リスク・プレミアムに関する補足

 株式投資のリスク・プレミアムの大きさについては、学者の間でも論争があって確定した定説はないが、海外のある論文によると学者にアンケートを採ったところ「きっと、これくらいだろう」というレベルの平均値が約5%、「学生にはこれくらいを求めることを勧めたい」というレベルで6%という水準だった。「6%が標準」という基準の決め方は、株価に対してやや厳しい保守的な基準だと言ってよい。

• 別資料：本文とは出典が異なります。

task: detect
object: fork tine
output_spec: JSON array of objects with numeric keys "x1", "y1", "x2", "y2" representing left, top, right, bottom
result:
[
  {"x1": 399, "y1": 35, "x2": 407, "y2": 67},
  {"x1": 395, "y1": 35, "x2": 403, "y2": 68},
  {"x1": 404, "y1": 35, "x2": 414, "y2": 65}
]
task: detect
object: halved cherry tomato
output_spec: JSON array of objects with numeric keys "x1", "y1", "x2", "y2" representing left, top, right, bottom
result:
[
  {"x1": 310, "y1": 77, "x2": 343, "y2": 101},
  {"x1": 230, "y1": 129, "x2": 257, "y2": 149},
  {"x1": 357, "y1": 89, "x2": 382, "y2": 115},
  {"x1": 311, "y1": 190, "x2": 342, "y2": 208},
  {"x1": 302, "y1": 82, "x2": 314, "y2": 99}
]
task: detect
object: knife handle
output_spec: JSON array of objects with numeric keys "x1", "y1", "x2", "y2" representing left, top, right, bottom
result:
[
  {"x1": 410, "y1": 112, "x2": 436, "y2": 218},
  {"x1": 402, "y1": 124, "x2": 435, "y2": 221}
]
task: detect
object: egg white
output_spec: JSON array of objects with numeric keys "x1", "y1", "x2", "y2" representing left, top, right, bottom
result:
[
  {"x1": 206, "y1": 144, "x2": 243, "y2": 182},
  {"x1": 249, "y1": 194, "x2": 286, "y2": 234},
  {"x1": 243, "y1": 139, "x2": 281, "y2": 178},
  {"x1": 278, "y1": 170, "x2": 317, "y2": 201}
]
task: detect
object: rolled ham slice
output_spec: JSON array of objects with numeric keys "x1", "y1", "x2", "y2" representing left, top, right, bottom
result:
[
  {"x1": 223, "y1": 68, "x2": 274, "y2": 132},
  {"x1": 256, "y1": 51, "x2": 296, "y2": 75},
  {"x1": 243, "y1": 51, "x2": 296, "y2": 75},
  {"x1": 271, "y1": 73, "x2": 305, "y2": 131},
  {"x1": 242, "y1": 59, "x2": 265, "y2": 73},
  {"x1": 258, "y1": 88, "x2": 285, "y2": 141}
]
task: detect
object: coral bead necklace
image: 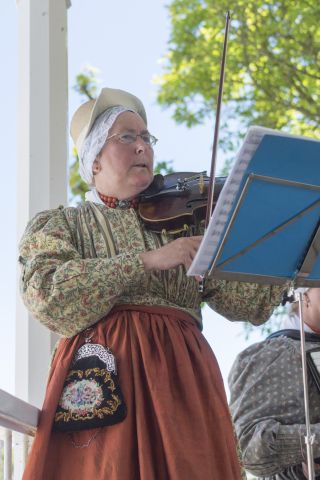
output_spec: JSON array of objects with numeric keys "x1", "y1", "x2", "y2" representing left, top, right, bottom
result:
[{"x1": 98, "y1": 192, "x2": 139, "y2": 209}]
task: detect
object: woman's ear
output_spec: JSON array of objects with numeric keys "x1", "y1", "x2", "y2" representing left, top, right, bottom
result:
[
  {"x1": 92, "y1": 158, "x2": 101, "y2": 175},
  {"x1": 304, "y1": 291, "x2": 311, "y2": 308}
]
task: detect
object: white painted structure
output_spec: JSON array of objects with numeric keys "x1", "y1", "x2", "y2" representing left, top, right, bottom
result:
[
  {"x1": 3, "y1": 0, "x2": 71, "y2": 478},
  {"x1": 16, "y1": 0, "x2": 69, "y2": 408},
  {"x1": 0, "y1": 389, "x2": 39, "y2": 436},
  {"x1": 0, "y1": 388, "x2": 39, "y2": 480}
]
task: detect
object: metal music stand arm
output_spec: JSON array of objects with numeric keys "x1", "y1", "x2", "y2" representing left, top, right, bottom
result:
[
  {"x1": 298, "y1": 292, "x2": 315, "y2": 480},
  {"x1": 294, "y1": 227, "x2": 320, "y2": 480}
]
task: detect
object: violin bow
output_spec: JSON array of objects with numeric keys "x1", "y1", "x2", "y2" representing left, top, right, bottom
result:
[{"x1": 205, "y1": 11, "x2": 231, "y2": 228}]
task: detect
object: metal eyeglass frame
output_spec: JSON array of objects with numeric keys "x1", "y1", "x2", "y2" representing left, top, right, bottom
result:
[{"x1": 105, "y1": 131, "x2": 158, "y2": 147}]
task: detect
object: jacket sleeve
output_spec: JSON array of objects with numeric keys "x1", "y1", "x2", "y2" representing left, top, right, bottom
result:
[
  {"x1": 19, "y1": 208, "x2": 147, "y2": 337},
  {"x1": 228, "y1": 338, "x2": 320, "y2": 477},
  {"x1": 202, "y1": 278, "x2": 284, "y2": 325}
]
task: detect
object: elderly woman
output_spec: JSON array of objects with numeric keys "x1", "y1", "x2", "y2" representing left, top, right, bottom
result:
[{"x1": 20, "y1": 87, "x2": 283, "y2": 480}]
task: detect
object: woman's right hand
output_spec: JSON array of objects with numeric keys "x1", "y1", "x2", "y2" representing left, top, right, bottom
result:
[{"x1": 140, "y1": 236, "x2": 203, "y2": 273}]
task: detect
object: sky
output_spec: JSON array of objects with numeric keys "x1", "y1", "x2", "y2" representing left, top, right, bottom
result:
[{"x1": 0, "y1": 0, "x2": 265, "y2": 399}]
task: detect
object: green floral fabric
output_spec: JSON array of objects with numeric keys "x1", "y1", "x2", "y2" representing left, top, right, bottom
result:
[{"x1": 19, "y1": 202, "x2": 284, "y2": 337}]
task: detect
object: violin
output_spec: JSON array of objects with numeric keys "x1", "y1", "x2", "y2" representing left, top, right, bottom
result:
[{"x1": 139, "y1": 172, "x2": 226, "y2": 234}]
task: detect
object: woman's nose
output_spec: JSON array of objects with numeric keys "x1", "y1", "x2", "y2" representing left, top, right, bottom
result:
[{"x1": 135, "y1": 141, "x2": 145, "y2": 154}]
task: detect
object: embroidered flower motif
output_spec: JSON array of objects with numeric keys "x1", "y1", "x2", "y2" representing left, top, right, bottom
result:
[{"x1": 59, "y1": 379, "x2": 103, "y2": 415}]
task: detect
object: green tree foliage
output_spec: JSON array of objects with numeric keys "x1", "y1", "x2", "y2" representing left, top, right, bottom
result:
[
  {"x1": 69, "y1": 67, "x2": 174, "y2": 202},
  {"x1": 156, "y1": 0, "x2": 320, "y2": 155},
  {"x1": 154, "y1": 160, "x2": 174, "y2": 175},
  {"x1": 69, "y1": 67, "x2": 99, "y2": 202},
  {"x1": 69, "y1": 146, "x2": 89, "y2": 202},
  {"x1": 73, "y1": 66, "x2": 100, "y2": 100}
]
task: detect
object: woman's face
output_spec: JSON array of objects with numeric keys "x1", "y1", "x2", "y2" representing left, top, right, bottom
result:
[
  {"x1": 93, "y1": 111, "x2": 154, "y2": 199},
  {"x1": 306, "y1": 288, "x2": 320, "y2": 312},
  {"x1": 302, "y1": 288, "x2": 320, "y2": 331}
]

 個人投資家の場合、現実に投資を行う際には金融商品の手数料や税金がかかるので、いくらか厳しく見積もっておくことが適当だろう。

 時々の株価が企業の利益に対して高いか・安いかを判断するもっと手軽な方法としては、日経新聞の先ほどのページにある「株式益利回り(%)」を見て、これを長期金利と比べる方法がある。

 11月1日の朝刊で「予想」利益ベースのこの数字を見ると7.76%だった。これは、日経平均ではなくて、東証1部上場銘柄全体の平均だ。これと長期金利の1.48%とを比べると、その差は6.28%だ。これに名目GDP成長率としてイメージされる数字を加えると、それがリスク・プレミアムの数字になる。名目成長率が0.3%だとすると6.58%となるから、株価は「標準よりも安いが、下限よりは高い」というくらいだと考えられる。

 仮に長期金利が0%だとして、益利回り5%と7%をそれぞれ株価収益率に置き換えると20倍と14.29倍だ。この方法では、「まあまあ適正」と考える株価には随分幅があることになるが、株価というものは割合いい加減なものだ。はっきり言って、利益予想も曖昧(あいまい)だし、環境による変化も大きい。計算のインプット自体が曖昧なので、アウトプットを厳密に計算しようとすること自体が無理だ。

 なお、近年の行動経済学の研究によると、投資家が要求し予想するリスク・プレミアムは、直近の経験の影響を強く受けるという。サブプライム問題で株価が大幅に下落したことが、世界の投資家にリスク・プレミアム拡大的に働く可能性が大きい。